Imagine yourself in the role of a time traveler from the early ’90s. Everyone around you is carrying palm-sized devices with twice the computing power of the best technology had to offer. They communicate with e-mail, text, and voice from sidewalks and cars. Mobile devices have changed everything about the day-to-day life of the people around you. Only one technology has remained relatively unchanged: the ubiquitous credit card.
Despite the fact that the technology to store credit card information in a mobile device has been around for years, mobile payments have still not supplanted credit card transactions as the most common way to pay for goods and services. Despite the fact that 90% of adults have or have access to a mobile phone, 58% of them would never use a mobile device to pay a merchant, according to a recent survey by the Federal Reserve.
Why has mobile payment technology been so slow out of the gate? Here are 3 reasons why mobile payments difficulties are stymieing the growth of this exciting technology.
1) Security concerns
This is less of a technology problem and more of a consumer education problem. Consumers perceive mobile technology as being less secure, despite the fact that the same security protocols exist to protect information on mobile devices as exist on credit cards. The risk of having a phone stolen isn’t significantly greater than the risk of having a card stolen.
2) Lack of standardized hardware
Of the contenders in mobile payment, Apple Pay has been the most successful. That success has a lot to do with the hardware homogeneity in Apple products; there is only one version of each generation of iPhone. On an open OS like Android, the number of hardware configurations in each generation of smartphones keeps growing as new manufacturers become involved.

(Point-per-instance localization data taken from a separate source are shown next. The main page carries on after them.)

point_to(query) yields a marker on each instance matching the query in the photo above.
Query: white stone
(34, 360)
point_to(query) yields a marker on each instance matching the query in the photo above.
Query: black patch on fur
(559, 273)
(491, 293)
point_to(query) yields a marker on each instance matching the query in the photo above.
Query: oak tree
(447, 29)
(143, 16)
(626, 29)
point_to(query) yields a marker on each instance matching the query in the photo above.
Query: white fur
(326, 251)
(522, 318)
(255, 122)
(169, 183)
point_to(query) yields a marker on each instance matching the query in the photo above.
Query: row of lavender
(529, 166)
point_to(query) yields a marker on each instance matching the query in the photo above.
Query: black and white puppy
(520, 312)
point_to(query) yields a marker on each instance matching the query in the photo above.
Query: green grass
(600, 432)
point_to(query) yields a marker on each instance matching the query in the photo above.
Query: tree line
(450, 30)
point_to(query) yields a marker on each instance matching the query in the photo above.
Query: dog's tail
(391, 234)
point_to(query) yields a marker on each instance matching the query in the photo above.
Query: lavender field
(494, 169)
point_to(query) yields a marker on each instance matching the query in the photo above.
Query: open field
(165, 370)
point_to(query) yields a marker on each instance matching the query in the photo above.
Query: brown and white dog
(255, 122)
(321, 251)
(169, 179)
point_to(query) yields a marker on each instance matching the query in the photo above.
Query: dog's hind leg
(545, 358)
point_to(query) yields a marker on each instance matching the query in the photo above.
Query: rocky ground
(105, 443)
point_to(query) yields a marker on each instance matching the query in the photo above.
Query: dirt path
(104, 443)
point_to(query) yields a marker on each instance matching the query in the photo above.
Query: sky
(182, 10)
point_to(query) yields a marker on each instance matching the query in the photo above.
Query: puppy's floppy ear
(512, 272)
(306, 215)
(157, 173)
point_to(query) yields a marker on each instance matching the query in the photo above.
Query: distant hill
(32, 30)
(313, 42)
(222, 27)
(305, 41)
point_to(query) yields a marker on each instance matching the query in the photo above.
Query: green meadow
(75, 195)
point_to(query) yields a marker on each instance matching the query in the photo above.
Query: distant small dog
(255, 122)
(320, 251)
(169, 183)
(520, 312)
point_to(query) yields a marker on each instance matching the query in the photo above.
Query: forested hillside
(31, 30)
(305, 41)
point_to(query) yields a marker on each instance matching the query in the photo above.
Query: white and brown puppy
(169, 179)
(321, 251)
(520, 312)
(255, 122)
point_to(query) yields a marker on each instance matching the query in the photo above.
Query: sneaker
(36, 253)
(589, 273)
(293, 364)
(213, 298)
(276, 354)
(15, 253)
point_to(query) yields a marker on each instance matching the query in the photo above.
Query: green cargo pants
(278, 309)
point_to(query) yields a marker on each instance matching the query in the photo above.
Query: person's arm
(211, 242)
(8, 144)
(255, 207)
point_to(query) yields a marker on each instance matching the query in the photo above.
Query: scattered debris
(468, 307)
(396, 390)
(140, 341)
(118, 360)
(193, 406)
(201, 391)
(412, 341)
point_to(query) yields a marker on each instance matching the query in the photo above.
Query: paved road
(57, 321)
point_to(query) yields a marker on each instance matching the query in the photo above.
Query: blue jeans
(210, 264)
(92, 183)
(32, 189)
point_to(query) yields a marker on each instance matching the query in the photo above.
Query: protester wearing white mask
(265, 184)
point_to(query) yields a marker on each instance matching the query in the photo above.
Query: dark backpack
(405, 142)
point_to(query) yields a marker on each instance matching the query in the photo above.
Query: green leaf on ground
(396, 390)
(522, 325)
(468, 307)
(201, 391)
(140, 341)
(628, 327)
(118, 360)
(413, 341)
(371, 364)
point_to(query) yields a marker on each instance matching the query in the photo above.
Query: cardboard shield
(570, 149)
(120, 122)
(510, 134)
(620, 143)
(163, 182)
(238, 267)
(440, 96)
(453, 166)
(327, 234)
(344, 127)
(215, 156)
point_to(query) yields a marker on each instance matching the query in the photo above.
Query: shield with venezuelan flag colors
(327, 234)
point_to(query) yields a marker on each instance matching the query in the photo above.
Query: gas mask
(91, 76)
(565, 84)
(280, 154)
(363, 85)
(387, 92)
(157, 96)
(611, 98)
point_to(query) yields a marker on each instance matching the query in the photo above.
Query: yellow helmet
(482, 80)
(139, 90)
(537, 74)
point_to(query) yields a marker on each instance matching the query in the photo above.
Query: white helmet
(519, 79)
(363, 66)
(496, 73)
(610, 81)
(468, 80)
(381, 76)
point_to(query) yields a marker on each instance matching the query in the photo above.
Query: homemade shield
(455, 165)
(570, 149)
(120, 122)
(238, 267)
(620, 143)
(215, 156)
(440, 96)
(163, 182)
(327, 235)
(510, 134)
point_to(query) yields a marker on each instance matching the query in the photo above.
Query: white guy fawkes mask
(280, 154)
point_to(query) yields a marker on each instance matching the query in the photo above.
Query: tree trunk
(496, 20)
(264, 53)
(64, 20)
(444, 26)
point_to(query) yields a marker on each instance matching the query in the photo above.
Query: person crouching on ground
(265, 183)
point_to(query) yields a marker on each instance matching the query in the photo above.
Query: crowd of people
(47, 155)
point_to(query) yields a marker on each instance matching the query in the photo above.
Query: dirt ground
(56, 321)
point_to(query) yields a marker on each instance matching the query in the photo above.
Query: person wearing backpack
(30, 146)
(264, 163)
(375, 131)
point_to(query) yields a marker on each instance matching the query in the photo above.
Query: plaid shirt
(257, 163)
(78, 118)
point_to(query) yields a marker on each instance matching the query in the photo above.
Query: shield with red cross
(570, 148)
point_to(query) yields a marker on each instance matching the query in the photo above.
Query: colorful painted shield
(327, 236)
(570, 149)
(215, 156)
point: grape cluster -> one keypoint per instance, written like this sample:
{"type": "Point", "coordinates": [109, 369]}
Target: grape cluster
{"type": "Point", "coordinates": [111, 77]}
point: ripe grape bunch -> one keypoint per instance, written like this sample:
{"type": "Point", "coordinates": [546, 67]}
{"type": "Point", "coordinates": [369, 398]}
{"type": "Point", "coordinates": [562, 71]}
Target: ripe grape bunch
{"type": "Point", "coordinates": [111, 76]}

That problem expands exponentially on the merchant side. Merchants must have hardware to accept payment from Apple Pay, Google Wallet, and a dozen other card-specific apps, each of which may have unique hardware configurations. Point of sale equipment just can’t keep up with the proliferation of payment possibilities.
3) Lack of consumer motivation
Put simply, consumers don’t see the need to re-learn how to buy things in order to do so with their phone. The act of pulling out a credit card or using cash just isn’t that cumbersome, particularly given the “failure fatigue” that may linger after generations of mobile payment technology not living up to the hype. Consumers don’t see benefits and, in many cases, may lose out on rewards offered by cards.
Again, this is a struggle of consumer education. There are many benefits to mobile payments,including limiting the spread of dangerous diseases. Yet, until consumers realize these benefits, mobile payment technology is stuck in neutral.